Phynteny: Synteny-based annotation of bacteriophage genes 
[![Edwards Lab](https://img.shields.io/badge/Bioinformatics-EdwardsLab-03A9F4)](https://edwards.sdsu.edu/research)
[![License: MIT](https://img.shields.io/badge/License-MIT-yellow.svg)](https://opensource.org/licenses/MIT)
[![DOI](https://zenodo.org/badge/548652990.svg)](https://zenodo.org/badge/latestdoi/548652990)
![GitHub language count](https://img.shields.io/github/languages/count/susiegriggo/Phynteny) 
[![CI](https://github.com/susiegriggo/Phynteny/actions/workflows/testing.yml/badge.svg)](https://github.com/susiegriggo/Phynteny/actions/workflows/testing.yml)
[![PyPI version](https://badge.fury.io/py/phynteny.svg)](https://badge.fury.io/py/phynteny)
[![Downloads](https://static.pepy.tech/badge/phynteny)](https://pepy.tech/project/phynteny)
[![Anaconda-Server Badge](https://anaconda.org/bioconda/phynteny/badges/version.svg)](https://anaconda.org/bioconda/phynteny)
![Conda](https://img.shields.io/conda/dn/bioconda/phynteny)
=============== 

Approximately 65% of all bacteriophage (phage) genes cannot be attributed a known biological function.
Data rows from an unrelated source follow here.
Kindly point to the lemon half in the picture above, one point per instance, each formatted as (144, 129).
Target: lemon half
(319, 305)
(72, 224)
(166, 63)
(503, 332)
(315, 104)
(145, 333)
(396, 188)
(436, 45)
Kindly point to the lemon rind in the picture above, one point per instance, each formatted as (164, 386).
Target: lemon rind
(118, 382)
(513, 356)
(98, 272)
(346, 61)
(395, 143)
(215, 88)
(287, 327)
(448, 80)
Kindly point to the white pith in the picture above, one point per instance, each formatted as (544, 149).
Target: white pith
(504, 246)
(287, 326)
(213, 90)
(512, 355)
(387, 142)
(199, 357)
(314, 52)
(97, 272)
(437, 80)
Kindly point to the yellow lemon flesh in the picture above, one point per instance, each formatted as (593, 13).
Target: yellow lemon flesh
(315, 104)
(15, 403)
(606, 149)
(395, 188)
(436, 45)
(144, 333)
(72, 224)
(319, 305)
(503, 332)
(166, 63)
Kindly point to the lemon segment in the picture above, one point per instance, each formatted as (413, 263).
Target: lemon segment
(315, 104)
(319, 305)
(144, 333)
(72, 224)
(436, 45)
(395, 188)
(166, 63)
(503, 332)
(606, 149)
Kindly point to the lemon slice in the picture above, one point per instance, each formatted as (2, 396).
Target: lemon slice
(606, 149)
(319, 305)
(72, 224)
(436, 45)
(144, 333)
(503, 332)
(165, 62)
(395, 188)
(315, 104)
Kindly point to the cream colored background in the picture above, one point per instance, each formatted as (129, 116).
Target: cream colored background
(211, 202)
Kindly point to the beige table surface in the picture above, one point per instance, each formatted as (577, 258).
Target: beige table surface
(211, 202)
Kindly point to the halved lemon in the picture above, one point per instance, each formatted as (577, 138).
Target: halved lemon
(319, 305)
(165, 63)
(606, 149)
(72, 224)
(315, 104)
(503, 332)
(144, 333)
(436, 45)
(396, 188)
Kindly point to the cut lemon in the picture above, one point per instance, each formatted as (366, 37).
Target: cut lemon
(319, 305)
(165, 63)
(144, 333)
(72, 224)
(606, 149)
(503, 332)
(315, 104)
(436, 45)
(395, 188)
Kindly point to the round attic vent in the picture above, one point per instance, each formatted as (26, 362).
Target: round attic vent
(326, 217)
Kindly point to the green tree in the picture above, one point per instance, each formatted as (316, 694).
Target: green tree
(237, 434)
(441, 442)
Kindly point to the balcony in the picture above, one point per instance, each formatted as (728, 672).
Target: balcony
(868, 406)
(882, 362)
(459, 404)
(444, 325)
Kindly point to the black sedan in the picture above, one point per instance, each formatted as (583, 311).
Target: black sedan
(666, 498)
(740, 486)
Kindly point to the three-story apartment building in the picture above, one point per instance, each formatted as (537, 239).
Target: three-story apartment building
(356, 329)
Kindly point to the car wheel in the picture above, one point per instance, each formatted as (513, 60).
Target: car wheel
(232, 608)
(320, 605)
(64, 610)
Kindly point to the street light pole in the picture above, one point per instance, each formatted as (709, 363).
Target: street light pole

Phynteny uses a long-short term memory model trained on phage synteny (the conserved gene order across phages) to assign hypothetical phage proteins to a [PHROG](https://phrogs.lmge.uca.fr/) category. 

Phynteny is still a work in progress and the LSTM model has not yet been optimised. Use with caution! 

**NOTE:** This version of Phynteny will only annotate phages with 120 genes or less due to the architecture of the LSTM. We aim to adjust this in future versions. 

## Dependencies
Phynteny installation requires Python 3.8 or above. You will need the following python dependencies to run Phynteny and its related support scripts. The latest tested versions of the dependencies are: 
* [python](https://www.python.org/) - version 3.10.0 
* [sklearn](https://scikit-learn.org/stable/) - version 1.2.2 
* [biopython](https://biopython.org/) - version 1.81
* [numpy](https://numpy.org/) - version 1.21.0 (Windows, Linux, Apple Intel), version 1.24.0 (Apple M1/M2)
* [tensorflow](https://www.tensorflow.org/) - version 2.9.0 (Windows, Linux, Apple Intel), tensorflow-macos version 2.11 (Apple M1/M2)
* [pandas](https://pandas.pydata.org/) - version 2.0.2
* [loguru](https://loguru.readthedocs.io/en/stable/) - version 0.7.0
* [click](https://click.palletsprojects.com/en/8.1.x/) - version 8.1.3 <br> 

We recommend GPU support if you are training Phynteny. This requires CUDA and cuDNN:
* [CUDA toolkit](https://developer.nvidia.com/cuda-toolkit) - version 11.2 
* [cuDNN](https://developer.nvidia.com/cudnn) - version 8.1.1 

## Installation 
### Option 1: Installing Phynteny using conda (recommended)
You can install Phynteny from bioconda at [https://anaconda.org/bioconda/phynteny](https://anaconda.org/bioconda/phynteny). Make sure you have [`conda`](https://docs.conda.io/en/latest/) installed. 
```bash
# create conda environment and install phynteny 
conda create -n phynteny -c bioconda phynteny
 
# activate environment
conda activate phynteny

# install phynteny
conda install -c bioconda phynteny
```

**NOTE:** bioconda installations of Phynteny do not have GPU support. This is fine for most uses but not does not enable training of phynteny models. 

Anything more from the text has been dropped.